5). Paul’s remark at the end that he “attempts to have a clear conscience before God” is both to defend himself against false motives, as well as lay the groundwork before Felix of what Paul considers to be the primary issue in four points:
I serve the God of the Hebrews.
I believe everything in the Hebrew Scriptures.
I hope in the God of the Hebrews.
I anticipate a resurrection and final judgment before this God.
Because much of the elders of Israel present must have come from the Sadducees, the last point is the real point of disagreement. The Sadducees rejected the idea of life after death, and Paul knew that Jesus, his Savior, had been raised from the dead - which is the hope of Christianity’s faith.

Felix was in the horns of a dilemma. To reject the Jews and let Paul go free would only serve to create more difficulties in keeping the Jewish leaders in check, but to turn Paul over to them as a guilty person was impossible since Lysias already had ruled he had done nothing wrong. Felix was “familiar” with the Way, so he knew that he also had Christians to deal with. So he did the politically expedient thing - he procrastinated. Paul was given freedom but was still kept under house arrest. Paul’s friends supplied Paul with his food and needs.

This story ends with Felix’s wife - his third wife, Drusilla, who was a Jew. She was a granddaughter of Herod Agrippa whose death in Acts 12 was deemed a judgment from God. She had been married previously until she was seduced by Felix’s power, and divorced her husband in order to marry Felix. Intrigued by Paul as a leader of “the Way”, she asked to see and hear from Paul. When Paul appeared before them, Paul did not hesitate to speak about the matters of the Law, Gospel, and God that were most pertinent to them: “he reasoned about righteousness and self-control and the coming judgment”. I think they got the point. Luke writes, “Felix was alarmed”. He was also miffed - and looking for a bribe he let two years pass until a new Governor arrived to take over his job, and he refused to release Paul.

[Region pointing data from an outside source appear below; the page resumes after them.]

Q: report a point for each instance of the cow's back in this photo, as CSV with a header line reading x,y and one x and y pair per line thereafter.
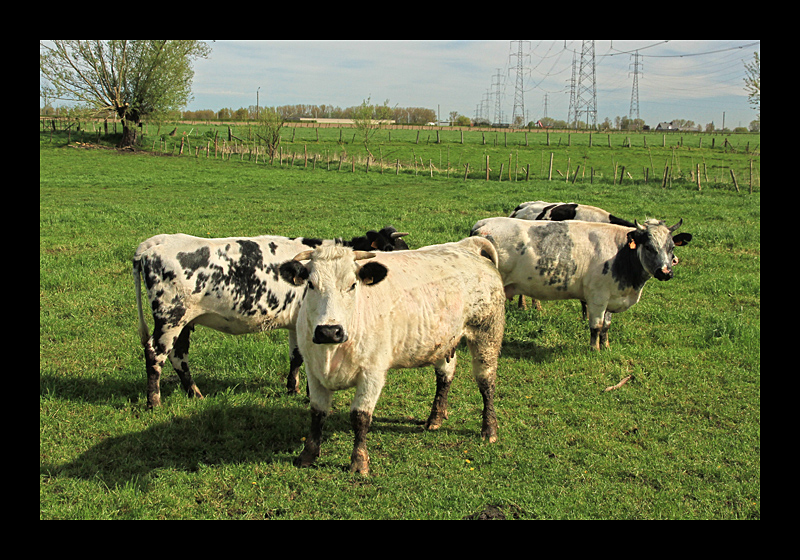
x,y
231,284
429,300
552,260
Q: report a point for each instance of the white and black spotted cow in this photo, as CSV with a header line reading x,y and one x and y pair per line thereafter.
x,y
228,284
604,265
364,314
560,211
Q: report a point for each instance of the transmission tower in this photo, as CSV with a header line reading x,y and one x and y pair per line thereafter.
x,y
634,111
519,92
572,117
498,84
586,101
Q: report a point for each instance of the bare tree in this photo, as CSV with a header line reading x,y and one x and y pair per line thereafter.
x,y
133,79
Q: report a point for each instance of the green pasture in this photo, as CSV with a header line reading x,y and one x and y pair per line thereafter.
x,y
680,440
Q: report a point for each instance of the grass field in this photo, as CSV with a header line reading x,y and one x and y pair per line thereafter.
x,y
680,441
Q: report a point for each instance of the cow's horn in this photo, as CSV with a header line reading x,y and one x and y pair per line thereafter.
x,y
304,256
676,226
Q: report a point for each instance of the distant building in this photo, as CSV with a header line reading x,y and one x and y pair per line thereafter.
x,y
336,121
669,127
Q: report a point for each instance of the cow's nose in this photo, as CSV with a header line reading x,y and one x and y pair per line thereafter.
x,y
329,334
664,274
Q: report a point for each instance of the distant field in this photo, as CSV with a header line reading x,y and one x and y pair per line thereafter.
x,y
680,441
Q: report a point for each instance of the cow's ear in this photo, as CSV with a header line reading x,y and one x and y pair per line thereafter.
x,y
631,244
293,272
682,239
372,273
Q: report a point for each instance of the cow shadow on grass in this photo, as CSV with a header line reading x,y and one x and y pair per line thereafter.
x,y
218,434
213,435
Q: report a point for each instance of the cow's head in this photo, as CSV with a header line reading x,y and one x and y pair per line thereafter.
x,y
654,244
387,239
333,278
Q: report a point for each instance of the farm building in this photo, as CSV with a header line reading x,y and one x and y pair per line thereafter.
x,y
668,127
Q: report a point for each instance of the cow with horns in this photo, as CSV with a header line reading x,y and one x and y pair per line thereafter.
x,y
366,313
604,265
227,284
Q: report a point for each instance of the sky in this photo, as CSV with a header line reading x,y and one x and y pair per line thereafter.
x,y
692,80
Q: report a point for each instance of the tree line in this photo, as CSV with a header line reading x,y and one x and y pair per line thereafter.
x,y
409,115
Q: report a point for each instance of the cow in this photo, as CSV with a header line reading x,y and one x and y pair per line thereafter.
x,y
404,309
559,211
603,265
228,284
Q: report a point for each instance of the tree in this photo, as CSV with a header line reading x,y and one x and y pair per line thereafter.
x,y
133,79
270,123
752,82
366,124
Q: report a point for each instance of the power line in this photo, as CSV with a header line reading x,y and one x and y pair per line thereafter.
x,y
518,112
586,100
633,113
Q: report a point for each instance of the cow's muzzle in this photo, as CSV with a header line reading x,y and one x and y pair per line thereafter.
x,y
329,334
664,274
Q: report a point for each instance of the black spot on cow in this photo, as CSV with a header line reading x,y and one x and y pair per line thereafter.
x,y
190,262
612,219
564,212
311,241
554,247
627,269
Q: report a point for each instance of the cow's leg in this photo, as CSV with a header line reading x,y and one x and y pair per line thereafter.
x,y
320,407
597,323
156,350
484,369
154,361
367,392
178,357
445,371
603,342
295,361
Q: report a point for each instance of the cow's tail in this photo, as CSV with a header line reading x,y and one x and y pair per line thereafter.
x,y
144,334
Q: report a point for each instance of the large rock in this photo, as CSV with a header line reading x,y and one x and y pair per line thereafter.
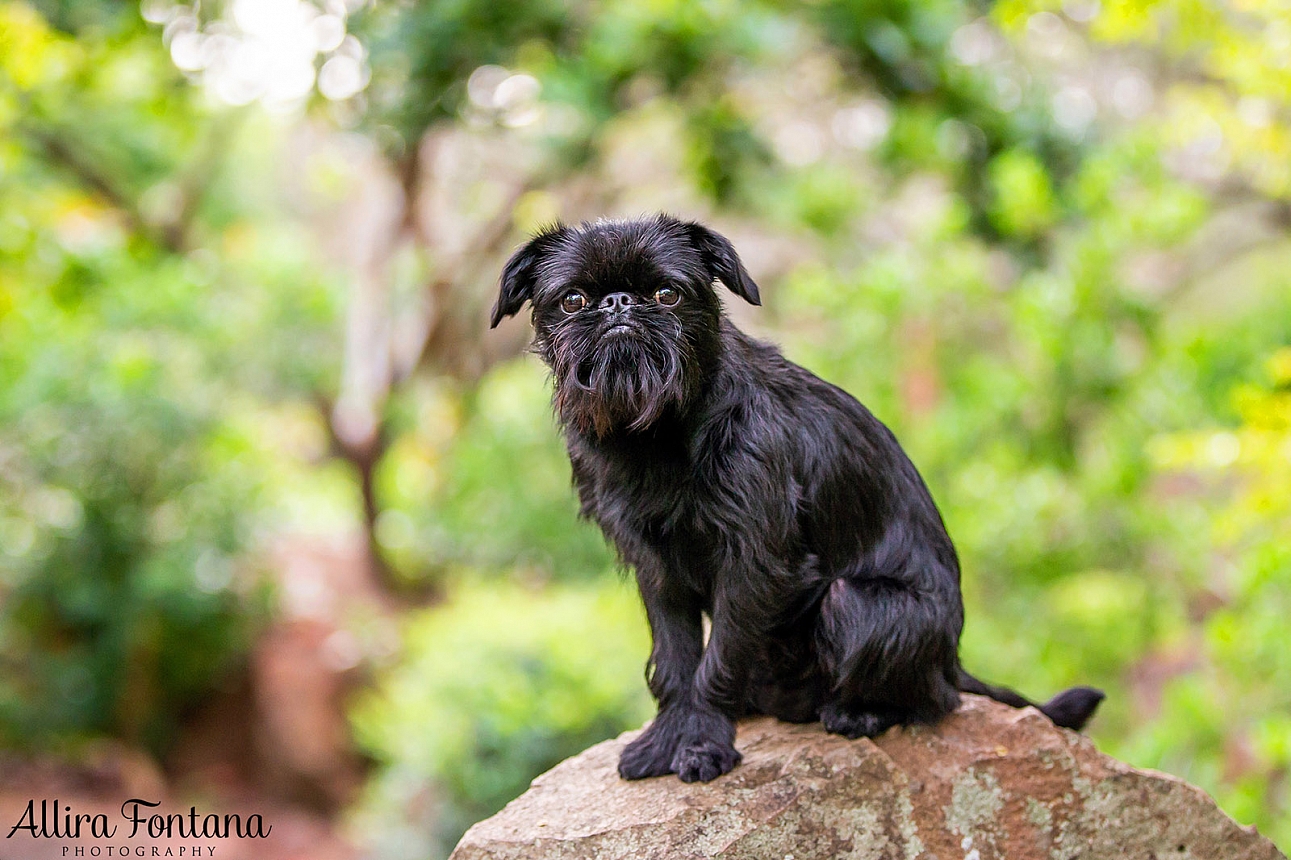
x,y
988,781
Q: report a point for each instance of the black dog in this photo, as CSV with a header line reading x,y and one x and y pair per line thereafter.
x,y
741,487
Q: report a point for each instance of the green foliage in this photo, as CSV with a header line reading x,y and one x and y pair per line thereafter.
x,y
480,481
496,686
1236,737
1041,310
133,475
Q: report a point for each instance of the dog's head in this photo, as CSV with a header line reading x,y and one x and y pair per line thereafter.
x,y
624,314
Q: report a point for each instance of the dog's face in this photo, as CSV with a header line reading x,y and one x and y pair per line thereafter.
x,y
624,314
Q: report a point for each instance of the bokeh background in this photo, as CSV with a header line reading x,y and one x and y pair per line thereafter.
x,y
283,523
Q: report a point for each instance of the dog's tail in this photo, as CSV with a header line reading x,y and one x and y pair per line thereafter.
x,y
1069,709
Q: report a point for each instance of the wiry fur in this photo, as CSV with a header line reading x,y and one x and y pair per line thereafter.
x,y
740,486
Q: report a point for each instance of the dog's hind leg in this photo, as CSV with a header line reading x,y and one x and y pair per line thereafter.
x,y
890,655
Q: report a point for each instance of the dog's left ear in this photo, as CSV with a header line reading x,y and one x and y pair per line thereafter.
x,y
520,274
723,262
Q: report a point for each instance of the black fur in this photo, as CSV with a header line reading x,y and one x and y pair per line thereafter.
x,y
737,484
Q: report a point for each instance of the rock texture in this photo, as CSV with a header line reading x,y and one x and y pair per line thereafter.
x,y
986,783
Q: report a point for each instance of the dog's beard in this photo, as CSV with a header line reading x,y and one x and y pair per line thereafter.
x,y
626,380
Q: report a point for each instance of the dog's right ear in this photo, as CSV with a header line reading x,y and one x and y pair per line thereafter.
x,y
520,274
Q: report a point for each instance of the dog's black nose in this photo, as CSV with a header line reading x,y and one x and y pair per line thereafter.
x,y
616,302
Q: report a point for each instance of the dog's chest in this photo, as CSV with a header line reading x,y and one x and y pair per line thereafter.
x,y
657,499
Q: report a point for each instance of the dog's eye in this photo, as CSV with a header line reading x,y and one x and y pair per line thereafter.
x,y
666,296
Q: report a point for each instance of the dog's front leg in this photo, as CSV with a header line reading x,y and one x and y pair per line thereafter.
x,y
690,736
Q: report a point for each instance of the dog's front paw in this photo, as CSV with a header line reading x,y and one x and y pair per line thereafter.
x,y
705,761
651,754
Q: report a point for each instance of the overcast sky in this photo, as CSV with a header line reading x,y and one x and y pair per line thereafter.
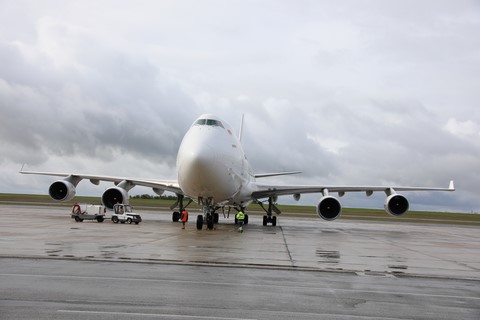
x,y
349,92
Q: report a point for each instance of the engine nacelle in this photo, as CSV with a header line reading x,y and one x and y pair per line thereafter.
x,y
396,205
62,190
329,208
114,195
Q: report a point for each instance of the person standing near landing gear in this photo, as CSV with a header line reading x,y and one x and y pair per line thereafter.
x,y
184,218
240,219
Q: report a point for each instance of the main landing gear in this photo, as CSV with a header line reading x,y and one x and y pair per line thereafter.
x,y
176,214
210,217
269,218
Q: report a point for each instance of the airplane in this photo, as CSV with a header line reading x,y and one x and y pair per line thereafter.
x,y
213,170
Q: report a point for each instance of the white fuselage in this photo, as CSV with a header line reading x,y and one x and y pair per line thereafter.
x,y
212,165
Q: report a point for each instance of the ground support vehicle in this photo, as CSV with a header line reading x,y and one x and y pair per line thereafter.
x,y
83,211
124,213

The theme in the end is the fruit of procrastination. Felix had endless talks with Paul over those two years of time. It’s the nature of religion to have intellectual discussions that only have a horizontal preoccupation. People feel good about raising money for good causes, discussing deep subjects, and pleasing people, yet they come to admit, “Before God, I am guilty. I know that I need a Savior. I bow before Him. I ask Jesus to come into my life because I want to be a disciple of Jesus Christ.”
As far as we know, Felix never did that. In pursuit of his own agenda, he missed God’s purpose for living - to know God through Jesus Christ that lasts into eternity.
One day all of us will face our last day, and all that will matter it whether we have heeded the gospel of Jesus Christ. If you have not, don’t delay. There is a heaven. There is a hell. And procrastination is a dangerous place to be in.